Ambon (ANTARA) - Gubernur Maluku Hendrik Lewerissa menyatakan Korps Wanita Angkatan Laut (Kowal) representasi nyata semangat juang, ketangguhan, dan dedikasi perempuan Indonesia, khususnya di wilayah kepulauan seperti Maluku yang memiliki tantangan geografis tersendiri.
“Kowal adalah representasi semangat juang perempuan Indonesia yang tangguh, profesional, dan berintegritas, terutama di wilayah kepulauan seperti Maluku yang identik dengan laut sebagai ruang hidup dan ruang juang,” kata dia saat peringatan Hari Ulang Tahun (HUT) Ke-63 Kowal di Ambon, Senin,
Menurut dia, keberadaan Kowal tidak hanya memperkuat pertahanan negara, tetapi juga menjadi simbol peran strategis perempuan dalam menjaga kedaulatan laut nusantara.
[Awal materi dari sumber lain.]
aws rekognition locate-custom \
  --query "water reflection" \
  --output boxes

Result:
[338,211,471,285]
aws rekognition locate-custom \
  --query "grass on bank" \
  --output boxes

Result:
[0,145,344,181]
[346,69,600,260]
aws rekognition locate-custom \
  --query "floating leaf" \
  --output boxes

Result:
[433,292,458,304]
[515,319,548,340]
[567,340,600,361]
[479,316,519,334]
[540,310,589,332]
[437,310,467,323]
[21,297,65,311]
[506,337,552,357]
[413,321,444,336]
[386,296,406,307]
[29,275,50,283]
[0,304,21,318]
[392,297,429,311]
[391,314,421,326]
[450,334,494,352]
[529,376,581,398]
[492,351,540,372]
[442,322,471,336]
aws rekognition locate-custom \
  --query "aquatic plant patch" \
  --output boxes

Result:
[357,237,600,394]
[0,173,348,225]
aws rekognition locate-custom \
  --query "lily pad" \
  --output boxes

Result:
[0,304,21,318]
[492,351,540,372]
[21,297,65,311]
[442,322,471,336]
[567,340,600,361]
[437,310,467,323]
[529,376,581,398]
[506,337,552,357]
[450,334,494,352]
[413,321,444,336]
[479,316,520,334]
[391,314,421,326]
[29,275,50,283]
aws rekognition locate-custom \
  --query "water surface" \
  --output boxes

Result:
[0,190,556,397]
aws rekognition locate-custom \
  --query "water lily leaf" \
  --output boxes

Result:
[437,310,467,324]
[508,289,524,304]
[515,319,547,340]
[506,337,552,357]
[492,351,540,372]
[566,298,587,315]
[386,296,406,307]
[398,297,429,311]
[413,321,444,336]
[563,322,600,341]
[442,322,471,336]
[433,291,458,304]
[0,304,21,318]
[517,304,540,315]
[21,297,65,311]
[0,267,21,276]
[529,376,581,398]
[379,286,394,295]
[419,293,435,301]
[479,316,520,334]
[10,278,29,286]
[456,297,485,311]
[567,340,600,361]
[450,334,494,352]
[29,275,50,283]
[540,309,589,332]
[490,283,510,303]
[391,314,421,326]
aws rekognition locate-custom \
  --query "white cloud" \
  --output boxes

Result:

Ia menegaskan Maluku sebagai provinsi kepulauan membutuhkan sumber daya manusia yang memiliki daya juang tinggi, disiplin, serta kemampuan beradaptasi terhadap kondisi medan yang menantang.
Dalam konteks tersebut, kata dia, peran Kowal relevan dan inspiratif.
Ia juga mengapresiasi kontribusi Kowal dalam berbagai tugas negara, mulai dari pertahanan dan keamanan, kegiatan sosial kemasyarakatan, hingga peran edukatif yang mendorong semangat bela negara di kalangan generasi muda.
“Kehadiran Kowal memberikan pesan kuat bahwa perempuan memiliki peran yang setara dan strategis dalam pengabdian kepada bangsa dan negara, termasuk di sektor pertahanan laut,” ujarnya.
Dia berharap, semangat dan nilai-nilai yang ditunjukkan Kowal dapat menjadi teladan bagi perempuan Maluku untuk terus berprestasi di berbagai bidang, tanpa meninggalkan jati diri sebagai masyarakat kepulauan yang menjunjung tinggi nilai keberanian dan pengabdian.
Pemerintah Provinsi Maluku berkomitmen untuk terus mendukung sinergi dengan TNI Angkatan Laut dalam menjaga stabilitas keamanan wilayah perairan Maluku serta memperkuat pembangunan sumber daya manusia yang berdaya saing dan berwawasan kebangsaan.